Endless Runoff
When the waters continue to rise
This year season has been tough for catching fish. With a dryer than normal winter and a wetter than normal spring, it seems like we can’t catch a break on the high waters.
Fishing how I normally do, standing on the bank with my waders on or just a few feet into the water has been mostly a “no go” recently. Partly because I’ve been rowing more, partly because the banks where I normally stand are now feet underwater. Snow melt, rain, and silt make the freestone rivers swell, flow like chocolate milk, and so we retreat to the dam-controlled waters.
The lake behind the dam is full a few weeks early. Meaning 45,000 cubic feet of water are running through the river any given second. The waters are so high that you might be able to touch the underbelly of a bridge.
The current is fast, the normal spots to fish are hidden, and the back currents on the eddy lines are something you’ll want to row away from.
I did happen to catch a short window in there for a hatch of a large stonefly. This is one of those “once in a year” sort of events. It was pretty magical watching the birds and fish chase down these large bugs in the sky and water. Although there is the matter of dodging bird poop coming at us from on high.

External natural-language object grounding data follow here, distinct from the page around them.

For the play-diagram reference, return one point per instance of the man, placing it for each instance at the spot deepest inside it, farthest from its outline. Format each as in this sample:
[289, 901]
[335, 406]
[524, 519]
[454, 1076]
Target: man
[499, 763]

I wonder if the birds and fish notice this hatch as a moment of satiation in the chaos of current, wind, and thunder.
That is a bit how things have been. Lots of moving pieces, moments of calm, glimpses of Robins picking worms and seeds from the yard, and a good amount of waiting for things that are outside of my control to settle down.
We bought a house and now selling a house. Put down sod at the old place, unpacking, figuring out where the chickens are going to go, and patching up the fence so the dogs stop escaping. The pups seem restless with the new yard - almost as if it takes time to remember that this is home now. We get to be home now.
And yet the swirling of life and responsibilities continue. There’s showing up bedside with patients and families while thinking about the results of the buyer’s inspection report.
I’ve talked about the goal of my spiritual life being the “ability to be present and available to what is.” And here is my mind looking more like a river in runoff than the calm waters of a lake. I love what fly fishers call lakes and ponds. Stillwater.
Leadership folks like to talk about how a person can’t pour from an empty cup. And I have to wonder what we are to do when the only water to fill our cup with is murky and muddy, cloudy and undefined.
How do we find what we are looking for when the world around us is busier, faster, anxious, and longing?
When it comes to fishing in these conditions, there are a few options. The best bet, which still has low yield, is to cast to the bank.
Get the flies up out of the current and into the slower waters by the trees.
In all the hustle and bustle of the birds catching bugs, a noticed a salmonfly wing on the bank as we stopped for lunch.
Nature’s stained glass.
These bugs can spend two, three, even four years under water.
They hatch, mate, drop their eggs, and die. They only live for a few days out of the water in this grown up form and then they become fish food, bird feed, or decompose to feed the vegetation.
Beauty and futility it seems. And yet thats just a moment amongst many moments.
I am not sure what the salmonfly has to teach us about becoming.
Maybe nothing.
Maybe something.
Maybe the wing was just a wing. Maybe it was the light.
The waters are still high. The flows are still strong.
Let’s slow things down as best we can, look for that softer, slower water, and throw our lines to the bank.